Pendant ce récit, je gémissais au fond de mon âme, en comparant ma condition antérieure à mon abjection présente, le brillant Lucius d’autrefois au pauvre baudet d’aujourd’hui. Je m’avisai alors, pour la première fois, de tout ce qu’il y a de justesse dans cette allégorie des vieux moralistes, la Fortune privée d’yeux. Ne la voit-on pas toujours, en effet, prodiguer ses biens aux méchants et aux indignes ? La raison est-elle jamais consultée dans ses choix ? Et qui visite-t-elle de préférence ? Ceux-là précisément dont, clairvoyante, elle se tiendrait le plus loin. Par elle, enfin, quelle diversité ou plutôt quelle aberration dans les jugements des hommes ! Elle environne le pervers d’une auréole de probité, et met l’innocence même à la merci des bouches les plus coupables. Moi, dont, par un jeu cruel, elle avait fait une bête, un quadrupède, qu’elle avait traité de façon à me rendre un objet de pitié pour les cœurs les plus endurcis, je me voyais pour comble accusé de vol, au préjudice d’un hôte que je chérissais. Que dis-je ? de pis encore, de parricide. Et je ne pouvais me détendre, ni même ouvrir la bouche pour dire : Non.

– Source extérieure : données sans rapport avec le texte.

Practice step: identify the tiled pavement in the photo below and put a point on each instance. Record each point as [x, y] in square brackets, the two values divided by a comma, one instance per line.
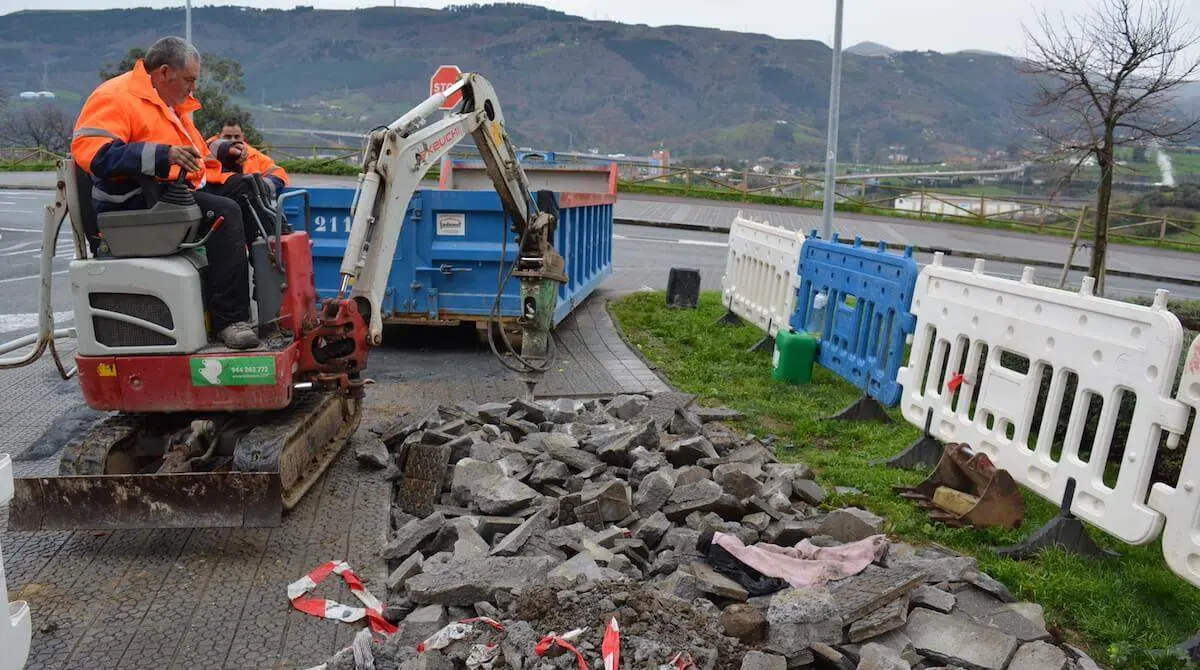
[215, 598]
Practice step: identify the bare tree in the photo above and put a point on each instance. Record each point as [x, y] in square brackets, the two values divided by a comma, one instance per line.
[43, 126]
[1108, 79]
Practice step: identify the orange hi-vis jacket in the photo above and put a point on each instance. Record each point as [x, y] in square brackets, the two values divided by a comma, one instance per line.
[125, 131]
[257, 162]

Il ne me fut pas possible cependant d’acquiescer tout à fait par mon silence à cette accusation horrible, et, dans l’excès de mon irritation, je tâchai de crier : Non, je n’en ai rien fait. Je réussis bien à braire le premier mot à plusieurs reprises ; mais il n’y eut pas moyen, quoi que je fisse, d’articuler le second. J’en restai donc à cette première syllabe bien et dûment vociférée : Non, non. Le tout avec une ouverture désespérée de mâchoire, et un écartement non moins démesuré de mes lèvres pendantes. Mais que sert de gémir en particulier sur chacune de mes disgrâces, quand la Fortune avait bien pu me ravaler à la condition et m’associer au travail de l’animal qui me servait de monture ?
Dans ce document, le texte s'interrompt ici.